Researchers studied mortality over a 20-year period in more than 5,500 men aged 45-64 with either ‘very high’ or ‘elevated’ LDL levels and no initial sign of heart disease. They were given 40mg of pravastatin daily.
They found that giving pravastatin to men with ‘very high’ LDL – above 190mg/dL – reduced 20-year mortality rates by 18%, reduced the risk of death from coronary heart disease by 28% and the risk of death by other CVD by 25%.
Treatment with pravastatin could also translate into ‘large mortality benefits’ for patients with lower ‘elevated’ LDL levels – between 155 and 190mg/dL – they added.

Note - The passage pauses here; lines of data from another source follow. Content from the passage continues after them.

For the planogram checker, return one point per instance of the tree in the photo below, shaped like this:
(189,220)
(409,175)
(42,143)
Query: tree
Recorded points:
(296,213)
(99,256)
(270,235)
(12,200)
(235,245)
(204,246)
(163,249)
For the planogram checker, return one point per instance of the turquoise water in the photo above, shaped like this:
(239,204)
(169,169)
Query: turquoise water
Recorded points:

These findings, published in Circulation, challenge the current ‘wait and see’ approach used on younger patients with LDL elevation, they said, warning that even they are at higher long-term risk of heart disease.

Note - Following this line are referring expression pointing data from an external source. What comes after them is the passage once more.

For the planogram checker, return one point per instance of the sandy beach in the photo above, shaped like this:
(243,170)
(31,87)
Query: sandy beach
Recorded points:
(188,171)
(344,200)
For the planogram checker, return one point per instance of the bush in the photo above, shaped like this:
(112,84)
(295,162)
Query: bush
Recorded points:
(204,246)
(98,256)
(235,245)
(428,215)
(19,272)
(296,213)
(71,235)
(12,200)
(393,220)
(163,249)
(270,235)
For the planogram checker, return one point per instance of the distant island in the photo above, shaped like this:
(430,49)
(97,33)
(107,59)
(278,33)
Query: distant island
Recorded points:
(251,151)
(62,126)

Senior author Professor Kausik Ray, from Imperial College London, said: ‘For the first time, we show that statins reduce the risk of death in this specific group of people who appear largely healthy except for very high LDL levels. This legitimises current guidelines which recommend treating this population with statins.
‘Our findings provide the first trial-based evidence to support the guidelines for treating patients with LDL above 190mg/dL and no signs of heart disease. They also suggest that we should consider prescribing statins more readily for those with elevated cholesterol levels above 155 mg/dl and who also appear otherwise healthy.
‘This is the strongest evidence yet that statins reduce the risk of heart disease and death in men with high LDL. Our study lends support to LDL's status as a major driver of heart disease risk, and suggests that even modest LDL reductions might offer significant mortality benefits in the long-term.’